--- a/Paper.thy Sat Jan 12 08:16:15 2013 +0000
+++ b/Paper.thy Sun Jan 13 06:19:05 2013 +0000
@@ -171,8 +171,8 @@
there seems to be no alternative if one wants to formalise the great
many proofs from the literature that use them. We will analyse one
example---undecidability of Wang's tiling problem---in Section~\ref{Wang}. The
-standard proof of this property uses the notion of \emph{universal
-Turing machines}.
+standard proof of this property uses the notion of universal
+Turing machines.
We are not the first who formalised Turing machines in a theorem
prover: we are aware of the preliminary work by Asperti and Ricciotti
@@ -220,7 +220,7 @@
Turing machines---consequently if the Turing machines are simpler, then the coding
functions are simpler too. Unfortunately, the restrictiveness also makes
it harder to design programs for these Turing machines. In order
-to construct a \emph{universal Turing machine} we therefore do not follow
+to construct a universal Turing machine we therefore do not follow
\cite{AspertiRicciotti12}, instead follow the proof in
\cite{Boolos87} by relating abacus machines to Turing machines and in
turn recursive functions to abacus machines. The universal Turing
@@ -228,8 +228,17 @@
\smallskip
\noindent
-{\bf Contributions:}
-
+{\bf Contributions:} We formalised in Isabelle/HOL Turing machines following the
+description of Boolos et al \cite{Boolos87} where tapes only have blank or
+occupied cells. We mechanise the undecidability of the halting problem and
+prove the correctness of concrete Turing machines that are needed
+in this proof; such correctness proofs are left out in the informal literature.

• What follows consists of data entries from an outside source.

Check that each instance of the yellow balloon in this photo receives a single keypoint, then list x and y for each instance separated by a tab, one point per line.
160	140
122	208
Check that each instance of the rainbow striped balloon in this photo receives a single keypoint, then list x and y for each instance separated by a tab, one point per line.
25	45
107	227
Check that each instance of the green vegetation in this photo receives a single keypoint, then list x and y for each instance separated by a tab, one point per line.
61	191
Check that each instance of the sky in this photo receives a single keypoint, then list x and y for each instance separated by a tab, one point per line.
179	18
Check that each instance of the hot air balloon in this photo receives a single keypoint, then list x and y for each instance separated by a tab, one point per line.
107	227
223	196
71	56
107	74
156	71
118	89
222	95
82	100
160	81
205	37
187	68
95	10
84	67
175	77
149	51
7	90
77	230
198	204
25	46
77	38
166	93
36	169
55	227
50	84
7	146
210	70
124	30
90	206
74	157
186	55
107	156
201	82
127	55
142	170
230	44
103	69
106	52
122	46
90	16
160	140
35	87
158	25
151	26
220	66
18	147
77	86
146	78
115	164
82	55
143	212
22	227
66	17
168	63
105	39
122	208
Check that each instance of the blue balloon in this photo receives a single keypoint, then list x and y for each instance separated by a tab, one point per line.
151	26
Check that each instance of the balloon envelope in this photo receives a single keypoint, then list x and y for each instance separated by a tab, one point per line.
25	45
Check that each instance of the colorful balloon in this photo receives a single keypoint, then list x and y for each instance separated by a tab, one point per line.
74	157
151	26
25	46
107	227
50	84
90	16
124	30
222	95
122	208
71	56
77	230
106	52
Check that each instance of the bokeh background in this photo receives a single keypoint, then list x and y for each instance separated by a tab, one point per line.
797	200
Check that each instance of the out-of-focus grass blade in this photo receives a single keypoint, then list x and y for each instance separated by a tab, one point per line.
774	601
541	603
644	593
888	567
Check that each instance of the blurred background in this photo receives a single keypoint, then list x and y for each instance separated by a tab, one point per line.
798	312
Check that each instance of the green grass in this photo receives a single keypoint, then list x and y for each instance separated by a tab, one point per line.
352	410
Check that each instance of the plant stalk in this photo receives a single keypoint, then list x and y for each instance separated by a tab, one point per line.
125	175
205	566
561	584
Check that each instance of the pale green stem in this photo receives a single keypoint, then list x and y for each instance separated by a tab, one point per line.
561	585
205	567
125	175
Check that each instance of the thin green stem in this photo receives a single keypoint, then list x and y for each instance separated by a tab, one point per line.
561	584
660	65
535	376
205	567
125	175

+We construct the universal Turing machine from \cite{Boolos87} by
+relating recursive functions to abacus machines and abacus machines to
+Turing machines. Since we have set up in Isabelle/HOL a very general computability
+model and undecidability result, we are able to formalise the
+undecidability of Wang's tiling problem. We are not aware of any other
+formalisation of a substantial undecidability problem.